150 yd east of the Big Fill, the Union Pacific line was also attempting to cross the same ravine. The Union Pacific was several months behind Central Pacific, and opted to build a wooden trestle instead of using an earthen fill, starting on March 28. The Big Trestle was built in 36 days and was completed on May 5, only 5 days before the golden spike ceremony at Promontory Summit. The Big Trestle, intended to serve as a temporary measure until a permanent fill could be constructed, was 400 ft long and 80 to 85 ft high.
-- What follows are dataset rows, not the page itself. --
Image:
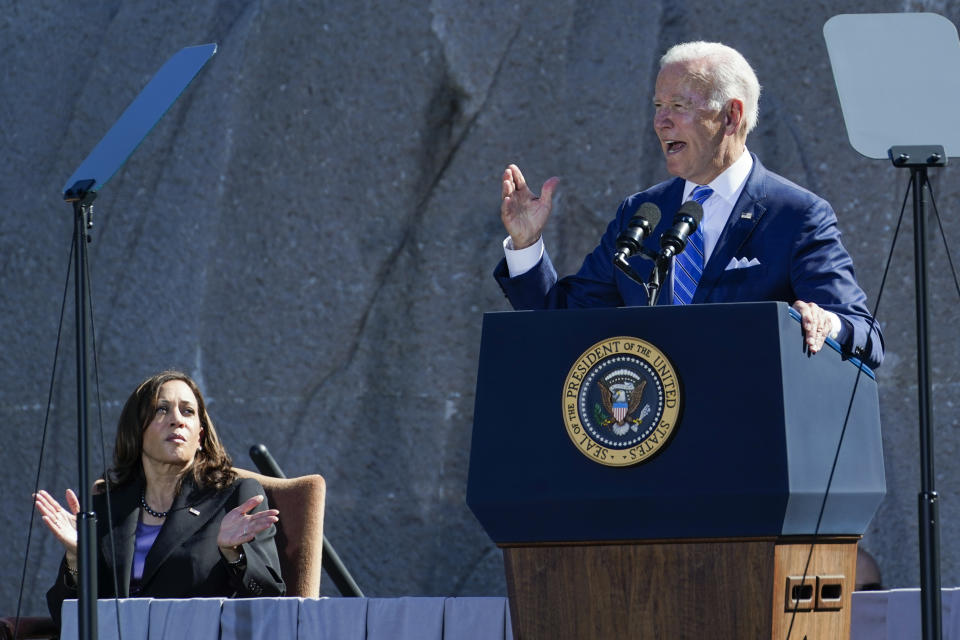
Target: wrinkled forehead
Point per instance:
(176, 391)
(683, 81)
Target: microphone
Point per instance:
(685, 223)
(641, 225)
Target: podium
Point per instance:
(723, 531)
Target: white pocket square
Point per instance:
(742, 263)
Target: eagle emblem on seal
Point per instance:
(621, 392)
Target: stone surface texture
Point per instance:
(311, 229)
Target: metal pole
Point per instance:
(86, 521)
(929, 510)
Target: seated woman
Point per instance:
(183, 524)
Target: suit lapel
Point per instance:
(125, 509)
(743, 220)
(182, 522)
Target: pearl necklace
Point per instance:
(146, 507)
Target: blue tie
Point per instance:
(689, 264)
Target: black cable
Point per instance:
(853, 394)
(43, 440)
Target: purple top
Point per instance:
(145, 537)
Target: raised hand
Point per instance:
(524, 214)
(60, 521)
(240, 526)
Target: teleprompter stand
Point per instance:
(918, 159)
(80, 191)
(882, 64)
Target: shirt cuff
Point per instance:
(835, 325)
(519, 261)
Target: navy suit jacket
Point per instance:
(789, 230)
(184, 561)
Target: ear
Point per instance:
(733, 117)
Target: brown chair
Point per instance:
(300, 530)
(299, 543)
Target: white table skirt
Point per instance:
(300, 618)
(876, 615)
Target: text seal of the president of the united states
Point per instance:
(621, 401)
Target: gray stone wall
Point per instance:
(310, 232)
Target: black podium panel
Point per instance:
(751, 454)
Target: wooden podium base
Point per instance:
(736, 589)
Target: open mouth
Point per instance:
(673, 146)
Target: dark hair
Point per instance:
(211, 467)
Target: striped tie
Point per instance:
(689, 264)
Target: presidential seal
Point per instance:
(621, 401)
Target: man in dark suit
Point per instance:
(762, 237)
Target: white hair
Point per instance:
(726, 72)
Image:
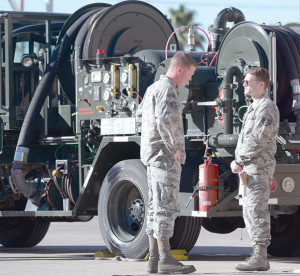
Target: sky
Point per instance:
(269, 12)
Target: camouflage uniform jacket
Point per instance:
(256, 145)
(162, 126)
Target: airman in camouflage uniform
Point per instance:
(254, 156)
(163, 152)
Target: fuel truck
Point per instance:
(70, 138)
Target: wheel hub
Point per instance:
(137, 210)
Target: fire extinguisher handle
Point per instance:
(193, 194)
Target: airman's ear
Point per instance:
(179, 69)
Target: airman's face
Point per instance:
(253, 87)
(184, 74)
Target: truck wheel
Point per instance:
(186, 233)
(122, 208)
(22, 232)
(285, 233)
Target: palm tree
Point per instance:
(182, 17)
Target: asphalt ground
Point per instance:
(68, 249)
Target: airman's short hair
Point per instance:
(182, 59)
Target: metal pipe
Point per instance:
(228, 98)
(223, 140)
(274, 67)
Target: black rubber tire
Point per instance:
(285, 233)
(125, 183)
(186, 233)
(22, 232)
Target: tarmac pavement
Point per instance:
(68, 249)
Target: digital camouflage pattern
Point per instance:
(255, 152)
(161, 136)
(256, 145)
(164, 203)
(162, 127)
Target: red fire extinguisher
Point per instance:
(208, 178)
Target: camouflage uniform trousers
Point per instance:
(164, 203)
(255, 208)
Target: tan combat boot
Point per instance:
(154, 256)
(258, 260)
(167, 264)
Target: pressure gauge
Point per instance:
(107, 78)
(106, 95)
(124, 77)
(133, 107)
(85, 80)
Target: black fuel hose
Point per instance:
(46, 82)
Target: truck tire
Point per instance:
(122, 208)
(186, 233)
(22, 232)
(285, 233)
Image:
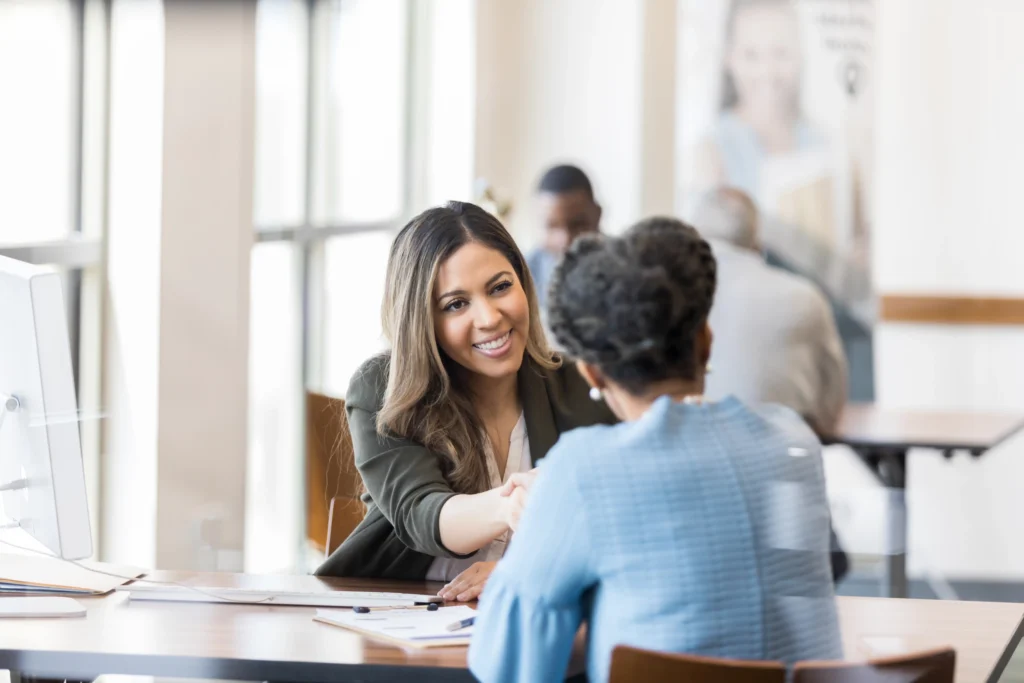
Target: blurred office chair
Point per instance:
(631, 664)
(928, 667)
(333, 483)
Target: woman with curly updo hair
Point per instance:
(691, 526)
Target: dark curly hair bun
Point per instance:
(634, 305)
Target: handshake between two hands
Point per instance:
(469, 585)
(516, 489)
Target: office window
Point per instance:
(282, 55)
(38, 120)
(353, 289)
(331, 189)
(364, 129)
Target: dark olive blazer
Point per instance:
(400, 536)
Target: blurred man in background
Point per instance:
(567, 210)
(775, 337)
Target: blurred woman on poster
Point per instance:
(761, 140)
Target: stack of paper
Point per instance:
(50, 575)
(413, 628)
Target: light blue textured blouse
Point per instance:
(696, 528)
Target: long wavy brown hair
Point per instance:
(424, 400)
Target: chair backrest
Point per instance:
(345, 514)
(331, 473)
(928, 667)
(631, 664)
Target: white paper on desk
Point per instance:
(52, 574)
(882, 646)
(408, 625)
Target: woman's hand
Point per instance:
(519, 480)
(515, 492)
(469, 585)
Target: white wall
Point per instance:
(948, 213)
(179, 241)
(565, 82)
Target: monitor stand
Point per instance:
(42, 606)
(22, 607)
(7, 404)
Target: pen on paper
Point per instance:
(466, 623)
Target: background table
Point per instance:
(882, 437)
(256, 643)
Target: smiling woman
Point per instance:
(468, 395)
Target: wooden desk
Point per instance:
(882, 437)
(870, 426)
(219, 641)
(250, 642)
(984, 634)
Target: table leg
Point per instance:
(890, 467)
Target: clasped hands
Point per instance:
(469, 585)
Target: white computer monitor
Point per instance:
(42, 478)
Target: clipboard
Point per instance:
(409, 628)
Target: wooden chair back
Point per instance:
(632, 664)
(928, 667)
(333, 483)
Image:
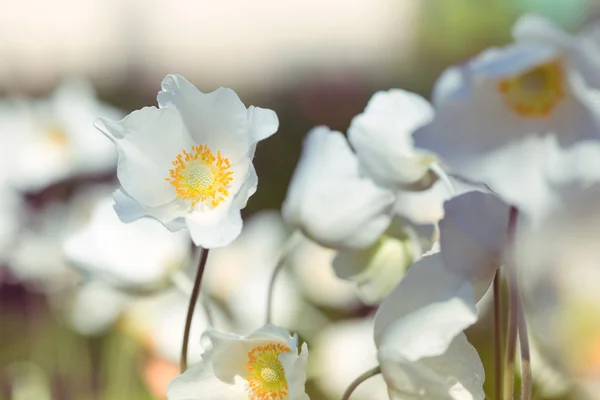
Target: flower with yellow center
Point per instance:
(267, 379)
(520, 119)
(188, 163)
(265, 365)
(536, 92)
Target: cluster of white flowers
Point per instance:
(412, 213)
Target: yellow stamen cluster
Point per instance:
(267, 380)
(536, 92)
(199, 176)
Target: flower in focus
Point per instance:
(188, 163)
(53, 139)
(330, 201)
(137, 256)
(264, 365)
(520, 119)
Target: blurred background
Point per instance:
(64, 334)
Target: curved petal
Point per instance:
(382, 137)
(329, 200)
(200, 383)
(263, 123)
(427, 309)
(376, 270)
(294, 367)
(473, 235)
(170, 214)
(479, 136)
(217, 119)
(147, 140)
(456, 374)
(218, 234)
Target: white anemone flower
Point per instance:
(264, 365)
(330, 200)
(188, 163)
(520, 119)
(341, 352)
(560, 280)
(382, 138)
(54, 139)
(418, 333)
(138, 256)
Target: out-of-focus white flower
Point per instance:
(418, 332)
(95, 307)
(158, 322)
(377, 269)
(520, 119)
(138, 256)
(53, 139)
(382, 137)
(330, 201)
(263, 365)
(560, 280)
(311, 266)
(342, 352)
(189, 162)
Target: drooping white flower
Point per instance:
(418, 333)
(53, 139)
(520, 119)
(136, 256)
(343, 351)
(382, 137)
(188, 163)
(264, 365)
(329, 200)
(559, 273)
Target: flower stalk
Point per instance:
(191, 307)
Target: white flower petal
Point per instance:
(376, 270)
(217, 119)
(329, 200)
(479, 137)
(427, 309)
(473, 235)
(200, 383)
(148, 140)
(130, 210)
(381, 137)
(457, 374)
(263, 123)
(220, 233)
(294, 366)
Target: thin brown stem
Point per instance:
(271, 290)
(526, 382)
(498, 336)
(191, 307)
(363, 377)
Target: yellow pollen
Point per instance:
(266, 380)
(536, 92)
(199, 176)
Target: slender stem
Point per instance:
(271, 289)
(291, 242)
(526, 383)
(498, 337)
(192, 305)
(363, 377)
(513, 315)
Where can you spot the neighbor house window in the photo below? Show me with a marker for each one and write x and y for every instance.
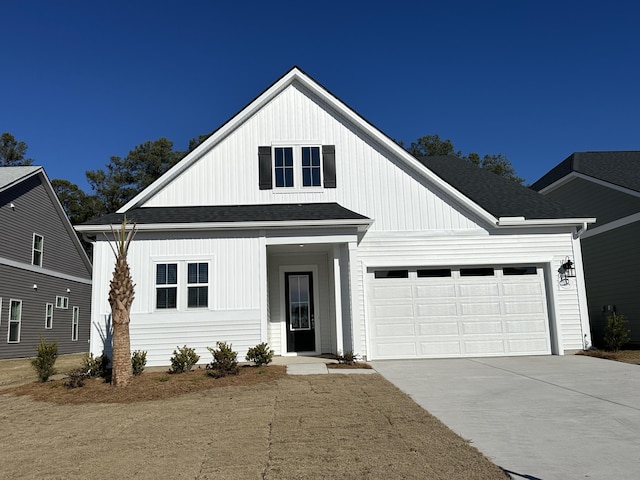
(15, 319)
(48, 318)
(197, 285)
(74, 324)
(166, 285)
(62, 302)
(36, 258)
(284, 166)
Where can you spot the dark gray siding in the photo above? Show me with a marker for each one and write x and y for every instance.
(35, 212)
(18, 284)
(596, 200)
(612, 276)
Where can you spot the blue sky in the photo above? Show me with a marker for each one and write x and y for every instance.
(536, 80)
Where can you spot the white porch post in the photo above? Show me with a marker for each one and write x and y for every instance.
(354, 299)
(337, 292)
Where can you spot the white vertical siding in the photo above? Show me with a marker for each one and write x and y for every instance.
(369, 180)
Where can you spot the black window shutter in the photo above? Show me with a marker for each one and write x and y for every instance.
(264, 168)
(329, 165)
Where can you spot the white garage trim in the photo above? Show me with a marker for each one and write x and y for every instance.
(457, 312)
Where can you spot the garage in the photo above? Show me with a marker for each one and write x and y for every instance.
(457, 312)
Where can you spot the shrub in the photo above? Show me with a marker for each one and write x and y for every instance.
(225, 361)
(260, 354)
(183, 360)
(77, 377)
(616, 333)
(97, 366)
(46, 359)
(348, 358)
(138, 361)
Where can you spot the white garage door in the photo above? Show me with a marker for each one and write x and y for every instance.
(465, 312)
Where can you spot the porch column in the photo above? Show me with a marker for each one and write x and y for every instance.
(337, 293)
(354, 298)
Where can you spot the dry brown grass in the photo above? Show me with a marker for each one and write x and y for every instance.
(626, 356)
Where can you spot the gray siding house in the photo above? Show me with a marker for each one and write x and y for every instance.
(607, 186)
(45, 275)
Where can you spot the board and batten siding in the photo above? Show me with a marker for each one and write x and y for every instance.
(233, 313)
(543, 249)
(370, 181)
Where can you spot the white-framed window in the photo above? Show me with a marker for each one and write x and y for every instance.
(62, 302)
(15, 321)
(48, 316)
(197, 285)
(38, 248)
(297, 166)
(166, 285)
(75, 319)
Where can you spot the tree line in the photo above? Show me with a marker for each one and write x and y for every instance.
(124, 177)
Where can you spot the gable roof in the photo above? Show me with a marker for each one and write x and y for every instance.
(444, 182)
(497, 195)
(233, 216)
(618, 168)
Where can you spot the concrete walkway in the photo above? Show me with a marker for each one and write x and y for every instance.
(539, 418)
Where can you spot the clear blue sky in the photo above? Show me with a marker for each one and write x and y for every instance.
(536, 80)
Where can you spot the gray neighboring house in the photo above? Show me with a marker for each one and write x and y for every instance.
(607, 185)
(45, 274)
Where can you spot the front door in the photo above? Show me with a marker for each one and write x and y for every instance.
(301, 336)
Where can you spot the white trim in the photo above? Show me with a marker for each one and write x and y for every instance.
(573, 175)
(621, 222)
(283, 307)
(51, 273)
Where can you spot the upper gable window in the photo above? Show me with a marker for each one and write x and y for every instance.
(38, 245)
(297, 167)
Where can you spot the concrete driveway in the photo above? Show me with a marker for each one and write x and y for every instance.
(547, 418)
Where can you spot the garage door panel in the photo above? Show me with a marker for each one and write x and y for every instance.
(453, 316)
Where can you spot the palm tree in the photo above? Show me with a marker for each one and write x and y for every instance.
(121, 296)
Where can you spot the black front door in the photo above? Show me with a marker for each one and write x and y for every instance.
(301, 336)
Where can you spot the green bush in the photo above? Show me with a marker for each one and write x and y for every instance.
(46, 359)
(260, 354)
(97, 366)
(138, 361)
(77, 377)
(225, 361)
(616, 333)
(183, 360)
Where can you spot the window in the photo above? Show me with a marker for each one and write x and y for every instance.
(62, 302)
(48, 317)
(310, 166)
(74, 324)
(391, 274)
(15, 319)
(36, 257)
(284, 167)
(197, 285)
(167, 285)
(476, 272)
(519, 271)
(434, 272)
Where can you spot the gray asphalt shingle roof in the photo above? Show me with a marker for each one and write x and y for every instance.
(497, 195)
(618, 168)
(232, 213)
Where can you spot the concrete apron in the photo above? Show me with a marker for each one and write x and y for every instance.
(539, 418)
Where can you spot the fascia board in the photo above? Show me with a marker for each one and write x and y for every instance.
(361, 225)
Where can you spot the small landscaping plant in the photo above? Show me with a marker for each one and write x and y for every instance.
(97, 366)
(616, 333)
(138, 361)
(44, 362)
(183, 360)
(225, 361)
(260, 354)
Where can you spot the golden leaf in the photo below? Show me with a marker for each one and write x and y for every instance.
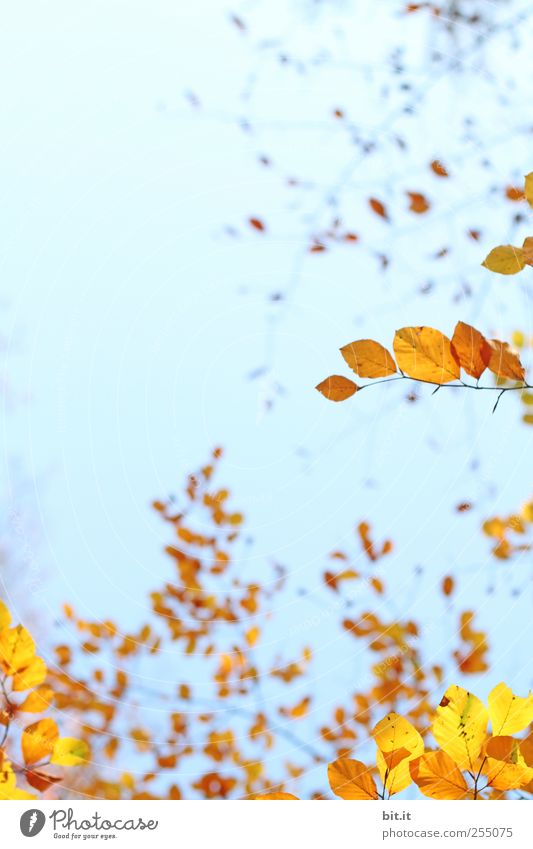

Since Union Pacific were responsible for the transcontinental route east of Promontory, the track was laid across the Big Trestle. However, shortly after completion, the trestle was faulted as weak; in addition, there was a grade across the trestle and a curve at one end.

===Line moved===
Because Congress had fixed the point of junction as Ogden, not Promontory, controversy over the control of the segment between Promontory and Ogden ensued, but the two companies eventually came to an agreement to move the junction to Ogden, with Central Pacific compensating Union Pacific for the cost of construction materials and labor. Six months after the completion ceremony, Central Pacific was awarded control of that segment. They opted to move the rail line from the poor-quality Big Trestle to the Big Fill, where it remained in use until the rails were removed in 1942, although main line traffic was moved off the Promontory route in 1903 with the completion of the Lucin Cutoff.

Today both sites are part of the Golden Spike National Historic Site; a walking trail from the East Grade Auto Tour takes tourists to view the Big Fill and the remains of the Big Trestle.